“For getting us down safely—all three,” Crespin corrected her, with a significant emphasis on the last two words.

Lucilla Crespin took the gauntlet up then. “It was Dr. Traherne’s nerve that did that,” she told him, looking him full in the face. He had been watching her narrowly, hungrily too, all the time, but she had not given him a glance till now. “If he hadn’t kept his head—”

“We should have crashed. I wish to God we had. One or other of us would probably have broken his neck; and, if Providence had played up, it might have been the right one.”

His wife swung round to him at that, as they sat, “What do you mean?” she demanded.

“It might have been me,” he told her in a harsh, smoldering voice. “Then you’d have thanked God right enough!”

The woman caught the insinuation and held it squarely. But the pain and the prayer she did not hear—or, if she heard, she scorned to heed. There is no other mercilessness so hard and cold as that of one ultra type of good woman. Lucilla Crespin was of that type—now. Her days of forgiveness and bending had passed—at least for him. Ancestry had so predisposed her, and the last bad years had frozen it in. Should her boy live to sin as his father had sinned, probably the flood-gates of understanding and pity would open again, and grief and womanliness sweeten her soul again—but never again for the man beside her. Had her heart stirred to him now, far as he’d gone, she might have saved and remanned him. But her heart was dead to him, as hard and unresponsive as the flint on which they sat.

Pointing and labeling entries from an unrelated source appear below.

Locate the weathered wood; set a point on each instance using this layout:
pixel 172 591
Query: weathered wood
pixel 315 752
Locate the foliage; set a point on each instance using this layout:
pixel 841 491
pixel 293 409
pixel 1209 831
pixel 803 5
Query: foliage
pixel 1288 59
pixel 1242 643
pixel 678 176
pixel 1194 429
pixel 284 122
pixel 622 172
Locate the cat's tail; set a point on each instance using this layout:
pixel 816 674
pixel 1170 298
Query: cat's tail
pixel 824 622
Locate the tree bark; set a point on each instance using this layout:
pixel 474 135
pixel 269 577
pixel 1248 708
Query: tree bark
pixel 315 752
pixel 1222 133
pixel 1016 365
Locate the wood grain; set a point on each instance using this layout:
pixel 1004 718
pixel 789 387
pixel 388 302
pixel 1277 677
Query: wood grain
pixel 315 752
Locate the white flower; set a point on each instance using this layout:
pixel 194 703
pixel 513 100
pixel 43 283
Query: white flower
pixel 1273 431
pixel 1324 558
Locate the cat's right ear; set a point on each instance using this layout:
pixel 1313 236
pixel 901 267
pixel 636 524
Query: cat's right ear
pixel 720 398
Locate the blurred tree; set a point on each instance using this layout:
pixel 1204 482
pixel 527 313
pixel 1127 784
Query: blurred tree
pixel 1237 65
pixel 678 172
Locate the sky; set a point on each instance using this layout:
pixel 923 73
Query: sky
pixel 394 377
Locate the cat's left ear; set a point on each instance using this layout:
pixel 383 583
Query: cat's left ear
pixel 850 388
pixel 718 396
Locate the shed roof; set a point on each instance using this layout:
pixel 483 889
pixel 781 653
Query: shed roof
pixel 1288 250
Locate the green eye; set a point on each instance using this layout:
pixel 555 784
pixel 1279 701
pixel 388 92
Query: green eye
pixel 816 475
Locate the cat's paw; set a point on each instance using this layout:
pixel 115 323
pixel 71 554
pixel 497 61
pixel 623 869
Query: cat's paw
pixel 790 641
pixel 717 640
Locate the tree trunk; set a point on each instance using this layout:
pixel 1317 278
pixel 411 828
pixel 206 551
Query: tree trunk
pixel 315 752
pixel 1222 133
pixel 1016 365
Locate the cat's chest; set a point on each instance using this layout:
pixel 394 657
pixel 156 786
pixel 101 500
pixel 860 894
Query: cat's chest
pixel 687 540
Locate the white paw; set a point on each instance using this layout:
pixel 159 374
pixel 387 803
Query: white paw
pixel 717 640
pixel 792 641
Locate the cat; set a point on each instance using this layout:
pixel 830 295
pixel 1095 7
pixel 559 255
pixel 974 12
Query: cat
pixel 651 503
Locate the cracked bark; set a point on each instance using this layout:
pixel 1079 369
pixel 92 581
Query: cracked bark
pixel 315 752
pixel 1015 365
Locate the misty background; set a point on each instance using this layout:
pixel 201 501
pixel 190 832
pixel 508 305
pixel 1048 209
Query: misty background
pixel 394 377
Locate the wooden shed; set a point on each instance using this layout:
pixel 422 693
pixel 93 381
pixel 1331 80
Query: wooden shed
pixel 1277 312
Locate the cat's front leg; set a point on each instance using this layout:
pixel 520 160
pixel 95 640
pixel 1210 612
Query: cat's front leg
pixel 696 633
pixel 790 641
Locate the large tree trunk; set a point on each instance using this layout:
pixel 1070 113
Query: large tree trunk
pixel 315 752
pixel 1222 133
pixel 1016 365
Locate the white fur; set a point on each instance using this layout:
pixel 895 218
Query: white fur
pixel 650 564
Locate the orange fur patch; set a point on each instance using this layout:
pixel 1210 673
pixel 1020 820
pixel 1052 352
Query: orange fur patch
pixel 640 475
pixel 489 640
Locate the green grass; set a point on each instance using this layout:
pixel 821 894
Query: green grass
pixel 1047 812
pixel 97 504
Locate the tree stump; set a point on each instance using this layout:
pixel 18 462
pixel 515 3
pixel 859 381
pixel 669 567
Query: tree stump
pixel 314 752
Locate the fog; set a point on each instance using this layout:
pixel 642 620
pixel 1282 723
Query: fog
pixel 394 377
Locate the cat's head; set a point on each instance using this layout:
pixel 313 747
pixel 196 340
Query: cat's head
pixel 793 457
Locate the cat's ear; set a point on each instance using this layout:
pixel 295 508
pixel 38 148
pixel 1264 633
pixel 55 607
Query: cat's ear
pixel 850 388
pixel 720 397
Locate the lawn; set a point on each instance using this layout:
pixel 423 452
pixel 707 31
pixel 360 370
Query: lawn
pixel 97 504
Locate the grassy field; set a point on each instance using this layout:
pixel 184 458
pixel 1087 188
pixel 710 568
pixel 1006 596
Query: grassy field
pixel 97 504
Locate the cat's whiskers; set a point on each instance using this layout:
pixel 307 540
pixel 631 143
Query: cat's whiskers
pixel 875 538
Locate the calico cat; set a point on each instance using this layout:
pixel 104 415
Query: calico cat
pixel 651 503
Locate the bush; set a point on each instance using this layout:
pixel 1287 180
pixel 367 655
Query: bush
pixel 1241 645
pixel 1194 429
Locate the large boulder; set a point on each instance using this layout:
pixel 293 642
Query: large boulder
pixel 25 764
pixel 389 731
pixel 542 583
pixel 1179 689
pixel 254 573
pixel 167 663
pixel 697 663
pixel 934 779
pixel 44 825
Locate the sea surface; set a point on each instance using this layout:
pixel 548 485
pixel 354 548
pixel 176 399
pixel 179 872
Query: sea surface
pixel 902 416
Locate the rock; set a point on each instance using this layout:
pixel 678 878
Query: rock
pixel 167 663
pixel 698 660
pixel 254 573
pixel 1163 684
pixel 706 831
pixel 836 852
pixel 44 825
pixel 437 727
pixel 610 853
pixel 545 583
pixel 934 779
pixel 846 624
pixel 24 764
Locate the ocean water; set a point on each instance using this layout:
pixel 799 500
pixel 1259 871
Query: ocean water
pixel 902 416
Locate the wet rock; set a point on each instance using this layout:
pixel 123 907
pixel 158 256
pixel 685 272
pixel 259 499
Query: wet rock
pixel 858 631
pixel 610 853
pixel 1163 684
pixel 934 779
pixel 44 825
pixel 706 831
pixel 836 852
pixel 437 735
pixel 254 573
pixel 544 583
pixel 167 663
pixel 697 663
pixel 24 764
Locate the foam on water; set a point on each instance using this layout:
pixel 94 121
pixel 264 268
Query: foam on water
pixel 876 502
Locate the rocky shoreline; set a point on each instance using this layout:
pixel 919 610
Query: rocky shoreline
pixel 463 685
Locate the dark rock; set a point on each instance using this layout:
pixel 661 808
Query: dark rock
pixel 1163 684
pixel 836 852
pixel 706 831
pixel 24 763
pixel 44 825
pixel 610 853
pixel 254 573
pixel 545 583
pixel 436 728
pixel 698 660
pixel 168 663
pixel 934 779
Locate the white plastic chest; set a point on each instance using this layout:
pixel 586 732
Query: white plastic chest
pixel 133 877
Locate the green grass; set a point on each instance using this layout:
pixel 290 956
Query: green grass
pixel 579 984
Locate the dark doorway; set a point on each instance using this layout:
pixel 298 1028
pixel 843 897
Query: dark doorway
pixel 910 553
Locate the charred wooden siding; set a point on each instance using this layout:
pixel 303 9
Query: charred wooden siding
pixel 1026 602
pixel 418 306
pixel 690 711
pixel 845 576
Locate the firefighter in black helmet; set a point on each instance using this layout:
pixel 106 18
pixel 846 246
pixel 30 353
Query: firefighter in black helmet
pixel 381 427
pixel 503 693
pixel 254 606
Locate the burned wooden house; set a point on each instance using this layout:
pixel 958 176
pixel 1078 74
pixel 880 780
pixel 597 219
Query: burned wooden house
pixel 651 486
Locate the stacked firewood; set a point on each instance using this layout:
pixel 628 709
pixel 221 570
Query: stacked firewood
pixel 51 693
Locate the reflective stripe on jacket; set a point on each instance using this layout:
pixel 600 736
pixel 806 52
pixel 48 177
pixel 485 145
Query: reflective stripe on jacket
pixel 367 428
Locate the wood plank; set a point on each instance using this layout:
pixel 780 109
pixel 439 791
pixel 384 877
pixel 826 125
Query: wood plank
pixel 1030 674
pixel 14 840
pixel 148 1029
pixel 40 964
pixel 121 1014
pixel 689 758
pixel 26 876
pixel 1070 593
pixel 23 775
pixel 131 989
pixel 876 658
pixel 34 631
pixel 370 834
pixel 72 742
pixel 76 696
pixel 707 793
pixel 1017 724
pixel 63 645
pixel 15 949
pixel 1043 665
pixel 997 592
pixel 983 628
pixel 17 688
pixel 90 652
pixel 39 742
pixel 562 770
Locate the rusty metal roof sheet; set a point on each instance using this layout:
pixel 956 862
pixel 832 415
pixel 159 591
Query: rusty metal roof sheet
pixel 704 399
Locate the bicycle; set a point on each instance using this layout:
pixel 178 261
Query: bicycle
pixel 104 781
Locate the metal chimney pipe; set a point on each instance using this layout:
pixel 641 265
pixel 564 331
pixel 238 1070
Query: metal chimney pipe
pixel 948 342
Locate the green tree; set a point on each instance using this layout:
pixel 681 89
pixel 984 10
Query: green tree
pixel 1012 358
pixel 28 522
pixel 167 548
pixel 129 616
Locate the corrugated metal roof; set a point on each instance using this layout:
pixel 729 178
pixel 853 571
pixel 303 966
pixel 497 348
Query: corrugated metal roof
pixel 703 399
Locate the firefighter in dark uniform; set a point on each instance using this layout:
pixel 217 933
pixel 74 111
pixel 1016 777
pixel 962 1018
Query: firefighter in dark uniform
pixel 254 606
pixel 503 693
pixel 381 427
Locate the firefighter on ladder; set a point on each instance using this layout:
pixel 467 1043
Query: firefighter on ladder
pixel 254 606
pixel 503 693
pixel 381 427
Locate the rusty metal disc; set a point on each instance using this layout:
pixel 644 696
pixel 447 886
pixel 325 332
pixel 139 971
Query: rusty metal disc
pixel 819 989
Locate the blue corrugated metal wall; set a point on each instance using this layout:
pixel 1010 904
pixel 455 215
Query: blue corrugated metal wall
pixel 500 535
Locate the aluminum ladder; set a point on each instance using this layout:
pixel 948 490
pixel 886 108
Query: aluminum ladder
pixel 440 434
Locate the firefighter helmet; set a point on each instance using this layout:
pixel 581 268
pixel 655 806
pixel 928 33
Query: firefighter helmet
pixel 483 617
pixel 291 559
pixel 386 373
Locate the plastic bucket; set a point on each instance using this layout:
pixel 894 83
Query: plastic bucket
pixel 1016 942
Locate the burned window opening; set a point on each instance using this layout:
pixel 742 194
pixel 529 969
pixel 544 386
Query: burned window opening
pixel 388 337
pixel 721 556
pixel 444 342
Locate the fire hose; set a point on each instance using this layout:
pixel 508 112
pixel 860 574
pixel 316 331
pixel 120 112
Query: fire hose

That they quarreled here—for it was quarrel bitter and violent, for all the yearning in him, for all her high-bred self-control—that they could quarrel here, after such an adventure and mishap as they had just shared, in the thick of such unfathomed peril as they were sharing, showed what the breach between them meant to them both—despair and soul-damnation to the man, love and comradeship quite dead to the woman. It was hopeless—the life-split and abyss, or else the hours they’d just come through, the peril they’d escaped, the less-known, and for that the more unnerving peril that menaced them now as they sat side by side on the stone, must have reunited and reconciled them.

Lucilla Crespin faced her husband squarely, more in unveiled contempt than in courage or in injured pride. “Why,” she complained impatiently, “will you talk like this, Antony? If I hadn’t sent Dr. Traherne away just now, you’d have been saying these things in his hearing.”

“Well, why not?” Crespin retorted hotly. “Don’t tell me he doesn’t know all about the ‘state of our relations,’ as they say in the divorce court.”

“If he does, it’s not from me,” the wife said coldly, then added sourly: “No doubt he knows what the whole station knows.”